A wild swimmer was in the right place at the right time to rescue the man who fell into a choppy sea off Portknockie Harbour.
Emma Williams had just finished up her evening swim with the Wild Dookers when she noticed a man run across the harbour in search of a life ring.
Realising someone must be in the water, she rushed to help and arrived as a small group was lowering a creel line into the water for the man to grab onto.
Ms Williams said the man, who she believes was in his 20s, “had nothing left in the tank” as they hauled him onto the harbour steps.
Her experience with the wild swimmers and the fact she is a safety officer at the RNLI Buckie lifeboat meant she knew what to do to help the man and reduce the risk of him deteriorating further.
‘It was meant to be’
Ms Williams fetched blankets from the safety kit she always keeps in her car, removed his wet clothes and helped him stand when he was ready to increase blood-flow around his body.
Explaining the circumstances that led to her helping in the rescue were “meant to be”, she said: “If the weather conditions are like that, I don’t normally plan a swim.
“That day it was just marginally over what we usually go out in and I knew the harbour would be safe enough to go in at the top corner.
“For that to happen when it did, if it had happened when I was in the water, I wouldn’t have got there.”
Life rings ‘worth their weight in gold’
The group who rescued the man on Wednesday evening relied on a creel pot to pull him from the water because the two life rings on the north pier had been removed.
Following the swimmer rescue incident at Portknockie Harbour, Moray Council and HM Coastguard issued a stern warning to people not to interfere with life-saving equipment near the water.
Ms Williams said life rings are “worth their weight in gold if someone is in bother” and that missing equipment that night made her worried about future incidents occurring.
She credited everyone involved in the rescue, from a boy who ran to get a chocolate bar to the members of Wild Dookers who looked after her children so she could help, for the fact the man went home safe.
‘I keep seeing him in the water’
The 34-year-old highlighted the importance of not going out in or around the water alone, adding: “His friend is an absolute credit to him, if he had been standing on that wall by himself nobody would even have noticed that he had fallen into the water.
“We go as a group because I want to make it as safe as possible.
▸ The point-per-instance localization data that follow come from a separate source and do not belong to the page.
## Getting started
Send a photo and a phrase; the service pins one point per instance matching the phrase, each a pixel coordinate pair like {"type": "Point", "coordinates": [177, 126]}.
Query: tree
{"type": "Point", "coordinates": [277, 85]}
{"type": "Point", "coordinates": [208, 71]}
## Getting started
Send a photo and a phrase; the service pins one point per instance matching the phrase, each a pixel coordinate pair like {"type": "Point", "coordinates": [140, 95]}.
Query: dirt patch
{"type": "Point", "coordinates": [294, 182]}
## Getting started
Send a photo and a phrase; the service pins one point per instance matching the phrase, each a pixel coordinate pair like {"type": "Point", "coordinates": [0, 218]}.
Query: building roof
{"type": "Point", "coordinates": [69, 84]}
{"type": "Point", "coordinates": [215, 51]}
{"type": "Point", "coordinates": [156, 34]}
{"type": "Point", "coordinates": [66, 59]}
There are precautions you can take to not put yourself at risk, it’s about people having the knowledge.”
She encouraged people to always have a safety kit with them including warm blankets, dry clothes, sugary sweets and a warm drink.
Though the man was unharmed by the incident, Ms Williams said she is still thinking about what could have happened.
“I was fine and calm,” she said.
“It wasn’t until I was home in my bed thinking about it, I keep seeing him in the water and thinking about how different it could have been.”